1796 | London

Prix Fixe

How to make a very cheap soup.

Take of water eight gallons, and mixing with it five pounds of barley meal, boil it to the consistency of a thick jelly. Season it with salt, pepper, vinegar, sweet herbs, and four red herrings, pounded in a mortar.  Instead of bread, add to it five pounds of Indian corn made into samp, and stirring it together with a ladle, serve it up immediately in portions of twenty ounces.

Samp, which is here recommended, is a dish said to have been invented by the savages of North America, who have no corn mills. It is Indian corn deprived of its external coat by soaking it ten or twelve hours in a lixivium of water and wood ashes. It is even better than bread for these purposes, for besides being quite as palatable as the very best bread, as it is less liable than bread to grow too soft when mixed with these liquids, without being disagreeably hard, it requires more mastication, and consequently tends more to increase and prolong the pleasure of eating.
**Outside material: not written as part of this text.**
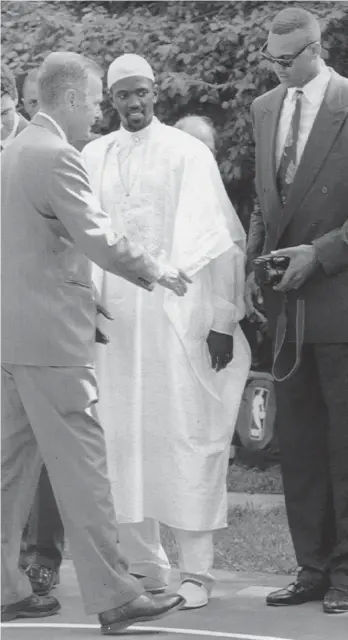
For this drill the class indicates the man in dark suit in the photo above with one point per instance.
(301, 135)
(53, 227)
The soup that may be prepared with the quantities of ingredients mentioned in the foregoing receipt will be sufficient for sixty-four portions:

For 5 lb. of barley meal, at 1½ pence........7½
5 lb. of Indian corn, at 1¼ pence.........6¼
4 red herrings......3
Vinegar......1
Salt......1
Pepper and sweet herbs......2
____

Total 20¾

This sum, divided by sixty-four, gives something less than one-third of a penny for the cost of each portion. At the medium price of barley in Great Britain, I am persuaded that this soup may be provided at one farthing the portion of twenty ounces.

About This Text

Benjamin Thompson, Count of Rumford, from “Receipt for a Very Cheap Soup.” Born in Massachusetts in 1753, Thompson was a royalist spy during the American Revolution. He was knighted by King George III in 1784 and then entered the Bavarian civil service. An advocate for relief of hunger, he established the first modern soup kitchens. By the end of the eighteenth century, soup kitchens operating on Thompson’s principles were feeding sixty thousand people daily in London.